Monday, October 8, 2012

THE NEW YORK WORLD'S FAIR



I was reflecting recently on the demise of the world’s fair.  World’s fairs were once held as regularly as the International Olympics and were looked forward to with the same anticipation.
            The only world’s fair I ever attended was the one held in New York in 1964/1965.  The site was Flushing Meadows, New York and it was one of the largest world’s fairs ever to be held in the United States. (The 1939 world’s fair was also held in New York).
            The theme of the 1964/65 fair was "Peace Through Understanding", dedicated to "Man's Achievement on a Shrinking Globe in an Expanding Universe".  This was somewhat ironic since the fair was to come into conflict with the Bureau of International Expositions (BIE), the international body headquartered in Paris that sanctions world's fairs: BIE rules stated that an international exposition could run for one six-month period only, and no rent could be charged to exhibitors. (In order to make a profit, it was decided that the fair had to run two years). Because of this controversy, many European nations, Canada, Australia, and the Soviet Union did not have an exhibit at the fair.
            Controversy aside, the fair was an incredible and most memorable experience. Just ask any baby boomer fortunate enough to be living in or visiting the New York area at the time. I was pretty young, but I have vivid memories of the fair. I confess, though, I had forgotten about several of the exhibits. Some things I remembered, some I had to be reminded of.

.  The 12-story high, stainless-steel model of the earth called the Unisphere.
.  Getting off the subway station and seeing the fair to the right and Shea Stadium to the left.
.  My first taste of Belgium waffles.
.  My first viewing of “La Pieta” (I saw this again years later when visiting the Vatican).
.  The Clairol Pavillion: (one of my favorites) Women only were permitted in this exhibit. A round glass structure called the “Clairol Color Carousel” had 40 private booths which rotated on a slowly circling turntable. “During a six minute ride in one of the compartments, each of our visitors will be given a complete hair-coloring analysis. Special devices on the Carousel’s steps will show “the ladies” how they would look in various hair shades and styles”.
.  "Dinoland", sponsored by Sinclair Oil, featured life-size replicas of nine different dinosaurs.
.  Futurama: a show in which visitors, seated in moving chairs, glided past elaborately detailed miniature 3D model scenery showing what life might be like in the "near-future"
.  IBM ran a program to look up what happened on a particular date that a person wrote down—for many visitors, this was their first hands-on interaction with a computer.

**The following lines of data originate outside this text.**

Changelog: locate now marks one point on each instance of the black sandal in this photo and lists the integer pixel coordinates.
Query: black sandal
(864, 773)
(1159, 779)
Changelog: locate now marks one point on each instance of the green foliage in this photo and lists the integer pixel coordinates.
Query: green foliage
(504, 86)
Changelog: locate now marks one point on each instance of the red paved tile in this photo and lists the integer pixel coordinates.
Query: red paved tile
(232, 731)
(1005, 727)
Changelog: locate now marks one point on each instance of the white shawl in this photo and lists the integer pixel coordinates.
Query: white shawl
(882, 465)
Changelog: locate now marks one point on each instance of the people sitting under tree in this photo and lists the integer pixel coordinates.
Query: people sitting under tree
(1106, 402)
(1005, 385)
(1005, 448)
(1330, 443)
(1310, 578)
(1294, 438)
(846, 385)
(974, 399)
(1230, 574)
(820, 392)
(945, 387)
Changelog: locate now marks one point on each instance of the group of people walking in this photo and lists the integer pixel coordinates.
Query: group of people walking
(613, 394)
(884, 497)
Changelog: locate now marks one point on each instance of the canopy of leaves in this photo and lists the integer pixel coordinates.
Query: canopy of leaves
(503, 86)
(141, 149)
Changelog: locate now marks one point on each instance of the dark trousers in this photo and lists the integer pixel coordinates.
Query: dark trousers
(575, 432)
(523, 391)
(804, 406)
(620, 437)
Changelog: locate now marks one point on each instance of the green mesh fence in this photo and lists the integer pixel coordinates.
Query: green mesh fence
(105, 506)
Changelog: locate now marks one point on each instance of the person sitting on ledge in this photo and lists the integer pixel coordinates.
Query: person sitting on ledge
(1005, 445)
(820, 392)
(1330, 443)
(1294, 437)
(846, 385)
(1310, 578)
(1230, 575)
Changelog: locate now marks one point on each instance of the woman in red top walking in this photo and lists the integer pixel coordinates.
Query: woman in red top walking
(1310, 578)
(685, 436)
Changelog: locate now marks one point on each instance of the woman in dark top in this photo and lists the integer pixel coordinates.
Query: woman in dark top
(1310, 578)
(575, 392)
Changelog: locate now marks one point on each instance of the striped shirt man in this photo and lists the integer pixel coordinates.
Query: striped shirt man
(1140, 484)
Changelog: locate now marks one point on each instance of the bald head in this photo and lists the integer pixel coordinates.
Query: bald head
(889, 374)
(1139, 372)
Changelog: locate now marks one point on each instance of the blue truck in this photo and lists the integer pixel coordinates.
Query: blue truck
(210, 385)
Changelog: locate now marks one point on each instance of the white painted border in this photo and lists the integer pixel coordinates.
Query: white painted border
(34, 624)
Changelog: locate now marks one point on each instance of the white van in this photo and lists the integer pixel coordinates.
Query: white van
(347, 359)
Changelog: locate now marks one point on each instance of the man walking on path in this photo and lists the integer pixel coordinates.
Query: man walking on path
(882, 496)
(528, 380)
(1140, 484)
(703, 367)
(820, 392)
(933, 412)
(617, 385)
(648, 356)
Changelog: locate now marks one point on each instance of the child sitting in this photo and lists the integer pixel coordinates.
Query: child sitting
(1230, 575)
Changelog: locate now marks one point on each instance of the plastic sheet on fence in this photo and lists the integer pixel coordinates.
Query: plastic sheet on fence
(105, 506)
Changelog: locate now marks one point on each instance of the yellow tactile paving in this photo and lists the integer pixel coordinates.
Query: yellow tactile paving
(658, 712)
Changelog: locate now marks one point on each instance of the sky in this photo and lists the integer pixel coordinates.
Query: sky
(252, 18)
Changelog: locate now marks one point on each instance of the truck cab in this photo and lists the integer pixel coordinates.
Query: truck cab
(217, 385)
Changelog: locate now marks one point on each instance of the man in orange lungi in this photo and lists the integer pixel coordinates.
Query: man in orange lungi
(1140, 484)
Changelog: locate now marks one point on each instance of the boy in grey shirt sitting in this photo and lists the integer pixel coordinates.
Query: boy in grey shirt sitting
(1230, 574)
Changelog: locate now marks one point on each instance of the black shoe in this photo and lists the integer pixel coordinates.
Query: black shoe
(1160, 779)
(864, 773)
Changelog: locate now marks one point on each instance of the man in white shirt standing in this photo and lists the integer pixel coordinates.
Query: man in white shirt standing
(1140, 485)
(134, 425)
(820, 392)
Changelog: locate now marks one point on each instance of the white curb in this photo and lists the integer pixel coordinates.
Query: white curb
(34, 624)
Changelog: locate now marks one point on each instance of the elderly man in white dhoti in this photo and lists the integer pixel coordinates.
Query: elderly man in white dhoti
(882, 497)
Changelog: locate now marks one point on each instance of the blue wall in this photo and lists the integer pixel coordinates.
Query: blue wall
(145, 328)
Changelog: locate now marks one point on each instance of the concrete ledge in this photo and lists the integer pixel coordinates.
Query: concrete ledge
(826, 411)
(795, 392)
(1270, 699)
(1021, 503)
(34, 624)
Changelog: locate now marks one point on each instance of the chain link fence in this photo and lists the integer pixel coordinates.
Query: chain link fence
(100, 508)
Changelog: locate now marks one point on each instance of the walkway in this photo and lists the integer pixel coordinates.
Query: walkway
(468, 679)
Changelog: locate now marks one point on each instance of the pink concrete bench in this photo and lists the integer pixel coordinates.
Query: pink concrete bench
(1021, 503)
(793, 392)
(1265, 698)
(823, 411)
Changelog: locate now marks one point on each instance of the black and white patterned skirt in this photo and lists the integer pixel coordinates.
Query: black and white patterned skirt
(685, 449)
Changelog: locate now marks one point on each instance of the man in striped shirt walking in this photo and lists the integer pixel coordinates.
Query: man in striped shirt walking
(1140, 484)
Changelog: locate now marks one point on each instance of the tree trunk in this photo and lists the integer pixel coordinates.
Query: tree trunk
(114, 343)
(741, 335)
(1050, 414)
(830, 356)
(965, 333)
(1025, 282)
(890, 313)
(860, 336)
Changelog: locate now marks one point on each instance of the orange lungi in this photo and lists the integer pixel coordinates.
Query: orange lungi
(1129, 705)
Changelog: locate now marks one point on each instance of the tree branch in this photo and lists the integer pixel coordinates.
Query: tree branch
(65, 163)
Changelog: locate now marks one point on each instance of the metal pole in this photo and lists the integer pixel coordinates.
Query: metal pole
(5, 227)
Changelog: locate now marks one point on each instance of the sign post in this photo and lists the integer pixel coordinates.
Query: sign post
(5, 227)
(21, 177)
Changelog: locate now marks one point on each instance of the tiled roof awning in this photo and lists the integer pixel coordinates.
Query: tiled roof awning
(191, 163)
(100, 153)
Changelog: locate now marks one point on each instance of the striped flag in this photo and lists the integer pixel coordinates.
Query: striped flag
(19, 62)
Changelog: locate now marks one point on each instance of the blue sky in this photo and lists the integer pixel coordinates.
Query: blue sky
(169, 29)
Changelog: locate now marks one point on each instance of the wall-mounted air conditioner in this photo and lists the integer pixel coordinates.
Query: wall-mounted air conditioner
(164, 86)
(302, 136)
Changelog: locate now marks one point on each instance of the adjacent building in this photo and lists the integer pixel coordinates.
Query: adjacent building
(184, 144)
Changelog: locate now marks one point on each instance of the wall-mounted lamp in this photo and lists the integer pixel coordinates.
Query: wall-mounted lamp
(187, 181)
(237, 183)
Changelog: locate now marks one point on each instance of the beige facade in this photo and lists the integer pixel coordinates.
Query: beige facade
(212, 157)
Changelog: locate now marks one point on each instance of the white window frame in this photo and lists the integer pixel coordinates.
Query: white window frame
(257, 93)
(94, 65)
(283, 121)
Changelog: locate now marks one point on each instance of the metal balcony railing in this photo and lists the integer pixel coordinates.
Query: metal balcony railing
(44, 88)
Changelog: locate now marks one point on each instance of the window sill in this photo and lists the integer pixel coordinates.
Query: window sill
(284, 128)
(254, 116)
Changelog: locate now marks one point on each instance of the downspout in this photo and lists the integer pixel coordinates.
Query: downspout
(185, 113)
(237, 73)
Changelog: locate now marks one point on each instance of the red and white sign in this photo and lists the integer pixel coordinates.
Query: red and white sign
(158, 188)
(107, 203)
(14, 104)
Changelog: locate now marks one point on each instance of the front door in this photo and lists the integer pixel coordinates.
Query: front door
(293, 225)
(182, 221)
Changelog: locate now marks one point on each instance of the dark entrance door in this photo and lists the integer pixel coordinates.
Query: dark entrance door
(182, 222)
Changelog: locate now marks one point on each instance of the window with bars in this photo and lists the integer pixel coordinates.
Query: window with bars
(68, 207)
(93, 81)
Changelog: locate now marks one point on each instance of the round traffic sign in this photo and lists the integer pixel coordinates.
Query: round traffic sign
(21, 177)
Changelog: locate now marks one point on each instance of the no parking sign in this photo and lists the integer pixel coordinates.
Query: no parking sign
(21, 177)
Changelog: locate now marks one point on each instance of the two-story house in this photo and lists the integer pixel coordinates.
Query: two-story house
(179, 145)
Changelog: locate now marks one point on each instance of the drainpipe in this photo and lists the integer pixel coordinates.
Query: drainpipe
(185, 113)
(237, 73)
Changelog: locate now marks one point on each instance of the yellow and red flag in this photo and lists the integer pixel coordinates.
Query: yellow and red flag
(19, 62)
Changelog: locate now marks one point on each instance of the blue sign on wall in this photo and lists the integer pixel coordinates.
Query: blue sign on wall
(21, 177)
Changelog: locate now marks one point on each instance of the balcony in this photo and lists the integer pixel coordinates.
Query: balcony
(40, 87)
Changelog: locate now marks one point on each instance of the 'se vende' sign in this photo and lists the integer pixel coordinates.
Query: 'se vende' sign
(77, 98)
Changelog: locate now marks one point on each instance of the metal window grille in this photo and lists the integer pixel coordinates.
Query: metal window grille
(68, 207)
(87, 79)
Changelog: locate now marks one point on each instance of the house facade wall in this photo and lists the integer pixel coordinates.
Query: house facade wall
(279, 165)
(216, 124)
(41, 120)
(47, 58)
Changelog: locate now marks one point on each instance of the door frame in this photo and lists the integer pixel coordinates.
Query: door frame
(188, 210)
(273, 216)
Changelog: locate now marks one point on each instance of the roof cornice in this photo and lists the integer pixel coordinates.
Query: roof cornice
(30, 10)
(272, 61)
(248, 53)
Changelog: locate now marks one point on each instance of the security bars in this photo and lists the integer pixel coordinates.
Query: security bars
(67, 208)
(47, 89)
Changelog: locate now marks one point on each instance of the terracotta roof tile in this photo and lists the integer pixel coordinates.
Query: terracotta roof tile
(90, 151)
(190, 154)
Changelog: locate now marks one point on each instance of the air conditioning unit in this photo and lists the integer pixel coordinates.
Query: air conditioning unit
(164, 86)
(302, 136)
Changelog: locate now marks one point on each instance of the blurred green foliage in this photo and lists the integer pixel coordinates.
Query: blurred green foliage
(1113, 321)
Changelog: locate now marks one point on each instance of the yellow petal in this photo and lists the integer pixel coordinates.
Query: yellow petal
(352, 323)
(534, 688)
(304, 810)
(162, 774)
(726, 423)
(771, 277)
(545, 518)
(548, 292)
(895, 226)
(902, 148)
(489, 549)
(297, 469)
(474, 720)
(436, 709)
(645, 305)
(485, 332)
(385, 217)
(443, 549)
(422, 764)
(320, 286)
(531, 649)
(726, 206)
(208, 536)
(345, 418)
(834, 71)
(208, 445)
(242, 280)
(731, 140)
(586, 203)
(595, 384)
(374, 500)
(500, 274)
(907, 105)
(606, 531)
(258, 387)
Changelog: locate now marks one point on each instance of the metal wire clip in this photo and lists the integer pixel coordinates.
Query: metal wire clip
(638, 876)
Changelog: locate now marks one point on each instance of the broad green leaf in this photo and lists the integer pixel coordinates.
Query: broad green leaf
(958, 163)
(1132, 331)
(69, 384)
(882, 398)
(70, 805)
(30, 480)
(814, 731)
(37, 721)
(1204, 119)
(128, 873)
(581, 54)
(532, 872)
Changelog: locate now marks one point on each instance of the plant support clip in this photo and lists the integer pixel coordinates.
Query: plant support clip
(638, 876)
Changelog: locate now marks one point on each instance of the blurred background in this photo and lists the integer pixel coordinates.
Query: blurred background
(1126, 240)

            The fair also is remembered as the venue Walt Disney used to design and perfect his system of "Audio-Animatronics", in which a combination of electromechanical actuators and computers controls the movement of lifelike robots to act out scenes. (From this came the idea for Ira Levin’s “Stepford Wives”.)
            Some Disney exhibits:
.  At the Illinois pavilion, a lifelike President Abraham Lincoln, recited his famous speeches in "Great Moments with Mr. Lincoln".
.  In "Pepsi Presents Walt Disney's 'It's a small world' - a Salute to UNICEF and the World's Children" at the Pepsi pavilion, animated dolls and animals frolicked in a spirit of international unity accompanying a boat ride around the world. The song was written by the Sherman Brothers.
            (Both of these exhibits would eventually find their way to Disneyland).
            So why no world’s fair any longer?
            The world’s fair presented visions of the distant future: electronic gizmos and appliances that might some day become reality.
            Nowadays, the speed at which one technology replaces another is so great that an exhibit would become obsolete before it opened.
            Those who have visited the New York World’s Fair should consider themselves lucky to have done so.

1 comment:

  1. Wonderful article. I was there.... My mom went into labor 2+ months early after climbing to the top of one of the attractions. If our personalities have anything to do with the day we are born..... I owe mine to the 1964 worlds fair.